The plaintiffs, led by Common Cause and the League of Women Voters of North Carolina, are using a different formulation Stephanopoulos has come up with to illustrate how the efficiency gap can result in the racial gerrymandering of congressional maps — what he calculates as the “two-seat threshold,” meaning one party has a reliable hold on at least two more seats than it would if the efficiency gap were closer to zero.

Measuring the cost

By Stephanopoulos’ reckoning, six states other than North Carolina are currently electing House members using maps that meet or exceed the two-seat threshold, all in favor of the GOP: Florida, Texas, Ohio, Pennsylvania, Michigan and Virginia.

After crunching the data, another academic, Princeton professor Samuel Wang, concluded that political gerrymandering had cost Democrats as many as 22 House seats in 2012, and winning all of them would have given the party a narrow majority.

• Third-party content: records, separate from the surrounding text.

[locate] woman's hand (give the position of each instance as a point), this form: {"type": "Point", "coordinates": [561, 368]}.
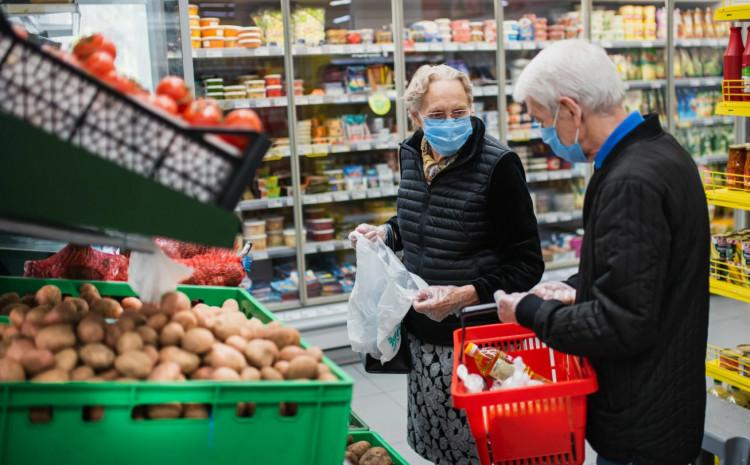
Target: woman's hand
{"type": "Point", "coordinates": [438, 302]}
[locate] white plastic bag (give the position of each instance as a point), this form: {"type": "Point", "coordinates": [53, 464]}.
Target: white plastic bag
{"type": "Point", "coordinates": [152, 274]}
{"type": "Point", "coordinates": [382, 295]}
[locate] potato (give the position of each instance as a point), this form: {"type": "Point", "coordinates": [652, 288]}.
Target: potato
{"type": "Point", "coordinates": [237, 342]}
{"type": "Point", "coordinates": [229, 324]}
{"type": "Point", "coordinates": [8, 299]}
{"type": "Point", "coordinates": [288, 353]}
{"type": "Point", "coordinates": [282, 366]}
{"type": "Point", "coordinates": [270, 374]}
{"type": "Point", "coordinates": [91, 329]}
{"type": "Point", "coordinates": [172, 334]}
{"type": "Point", "coordinates": [316, 353]}
{"type": "Point", "coordinates": [225, 374]}
{"type": "Point", "coordinates": [165, 411]}
{"type": "Point", "coordinates": [18, 347]}
{"type": "Point", "coordinates": [129, 341]}
{"type": "Point", "coordinates": [149, 336]}
{"type": "Point", "coordinates": [11, 370]}
{"type": "Point", "coordinates": [64, 312]}
{"type": "Point", "coordinates": [196, 410]}
{"type": "Point", "coordinates": [198, 340]}
{"type": "Point", "coordinates": [261, 353]}
{"type": "Point", "coordinates": [97, 356]}
{"type": "Point", "coordinates": [283, 336]}
{"type": "Point", "coordinates": [52, 376]}
{"type": "Point", "coordinates": [82, 373]}
{"type": "Point", "coordinates": [158, 321]}
{"type": "Point", "coordinates": [327, 377]}
{"type": "Point", "coordinates": [108, 308]}
{"type": "Point", "coordinates": [231, 305]}
{"type": "Point", "coordinates": [37, 360]}
{"type": "Point", "coordinates": [48, 295]}
{"type": "Point", "coordinates": [186, 318]}
{"type": "Point", "coordinates": [134, 364]}
{"type": "Point", "coordinates": [132, 303]}
{"type": "Point", "coordinates": [152, 353]}
{"type": "Point", "coordinates": [174, 302]}
{"type": "Point", "coordinates": [188, 362]}
{"type": "Point", "coordinates": [376, 456]}
{"type": "Point", "coordinates": [222, 355]}
{"type": "Point", "coordinates": [55, 337]}
{"type": "Point", "coordinates": [250, 374]}
{"type": "Point", "coordinates": [168, 371]}
{"type": "Point", "coordinates": [202, 373]}
{"type": "Point", "coordinates": [302, 367]}
{"type": "Point", "coordinates": [359, 448]}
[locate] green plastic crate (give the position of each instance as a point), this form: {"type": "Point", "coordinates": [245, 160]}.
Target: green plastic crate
{"type": "Point", "coordinates": [311, 436]}
{"type": "Point", "coordinates": [376, 440]}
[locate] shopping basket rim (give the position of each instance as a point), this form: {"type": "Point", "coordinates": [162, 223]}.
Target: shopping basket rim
{"type": "Point", "coordinates": [587, 384]}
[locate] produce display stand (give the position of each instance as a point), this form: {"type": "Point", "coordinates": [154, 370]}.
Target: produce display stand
{"type": "Point", "coordinates": [314, 434]}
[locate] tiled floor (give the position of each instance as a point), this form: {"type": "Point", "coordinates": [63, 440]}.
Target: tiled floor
{"type": "Point", "coordinates": [380, 400]}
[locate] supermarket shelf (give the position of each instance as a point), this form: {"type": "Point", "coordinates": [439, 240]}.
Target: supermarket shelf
{"type": "Point", "coordinates": [262, 204]}
{"type": "Point", "coordinates": [553, 175]}
{"type": "Point", "coordinates": [559, 217]}
{"type": "Point", "coordinates": [740, 12]}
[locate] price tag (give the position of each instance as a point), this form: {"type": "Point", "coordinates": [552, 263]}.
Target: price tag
{"type": "Point", "coordinates": [341, 196]}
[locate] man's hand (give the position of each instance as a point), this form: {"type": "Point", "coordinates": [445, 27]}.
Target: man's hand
{"type": "Point", "coordinates": [438, 302]}
{"type": "Point", "coordinates": [555, 290]}
{"type": "Point", "coordinates": [506, 305]}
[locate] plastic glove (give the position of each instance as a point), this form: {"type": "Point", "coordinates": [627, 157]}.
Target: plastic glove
{"type": "Point", "coordinates": [555, 290]}
{"type": "Point", "coordinates": [506, 305]}
{"type": "Point", "coordinates": [437, 302]}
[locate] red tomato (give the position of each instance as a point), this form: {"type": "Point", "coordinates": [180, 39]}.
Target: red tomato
{"type": "Point", "coordinates": [242, 119]}
{"type": "Point", "coordinates": [109, 47]}
{"type": "Point", "coordinates": [100, 64]}
{"type": "Point", "coordinates": [203, 112]}
{"type": "Point", "coordinates": [176, 89]}
{"type": "Point", "coordinates": [88, 45]}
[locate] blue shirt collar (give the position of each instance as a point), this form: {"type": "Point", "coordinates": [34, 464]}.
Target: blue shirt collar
{"type": "Point", "coordinates": [626, 127]}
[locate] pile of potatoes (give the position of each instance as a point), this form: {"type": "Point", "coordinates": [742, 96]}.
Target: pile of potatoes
{"type": "Point", "coordinates": [363, 453]}
{"type": "Point", "coordinates": [91, 338]}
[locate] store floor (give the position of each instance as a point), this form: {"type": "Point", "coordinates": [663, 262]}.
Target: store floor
{"type": "Point", "coordinates": [380, 400]}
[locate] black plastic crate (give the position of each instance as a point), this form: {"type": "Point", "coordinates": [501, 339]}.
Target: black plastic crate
{"type": "Point", "coordinates": [63, 100]}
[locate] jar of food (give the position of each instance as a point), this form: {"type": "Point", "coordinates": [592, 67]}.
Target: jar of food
{"type": "Point", "coordinates": [736, 166]}
{"type": "Point", "coordinates": [213, 42]}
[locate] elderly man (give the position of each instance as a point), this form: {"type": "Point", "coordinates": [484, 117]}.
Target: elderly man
{"type": "Point", "coordinates": [640, 313]}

In legislative elections in 2012 and 2014, according to another study by Stanford political scientist Simon Jackson, there were efficiency gaps above 10 percent in favor of the Democrats in just two states, New York and Rhode Island, but of that magnitude in favor of the GOP in 10 states: Florida, Indiana, Kansas, Michigan, Missouri, North Carolina, Ohio, Virginia, Wisconsin and Wyoming.

The Republican National Committee has already filed a brief asking the Supreme Court to decide against any application of the efficiency gap, deriding it as “a tool that advances the partisan interests of the Democratic Party.” The national GOP and others say the disconnect between statewide vote percentages and share of House seats results not from bias but from demographics — the reality that Democrats concentrate in the big cities, allowing the GOP to win so many elections in the suburbs and rural areas.

As with so many other high-profile cases at the Supreme Court, Justice Anthony M. Kennedy is destined to be a pivotal voice if a map ever gets struck down as a partisan gerrymander — either because it fails an efficiency gap test or some other standard.

Kennedy set himself up as a future swing vote in an important 2004 case. He joined four colleagues for a majority reiterating that political motives in mapmaking could theoretically go too far, but then he joined his other four colleagues to form a majority upholding the map in question, which GOP legislators had drawn with the stated purpose of guaranteeing that most congressional districts in a “bluish purple” Pennsylvania would nonetheless be reliably “red” for a decade.

“Courts must be cautious about adopting a standard that turns on whether the partisan interests in the redistricting process were excessive,” he wrote somewhat elliptically. “Excessiveness is not easily determined.”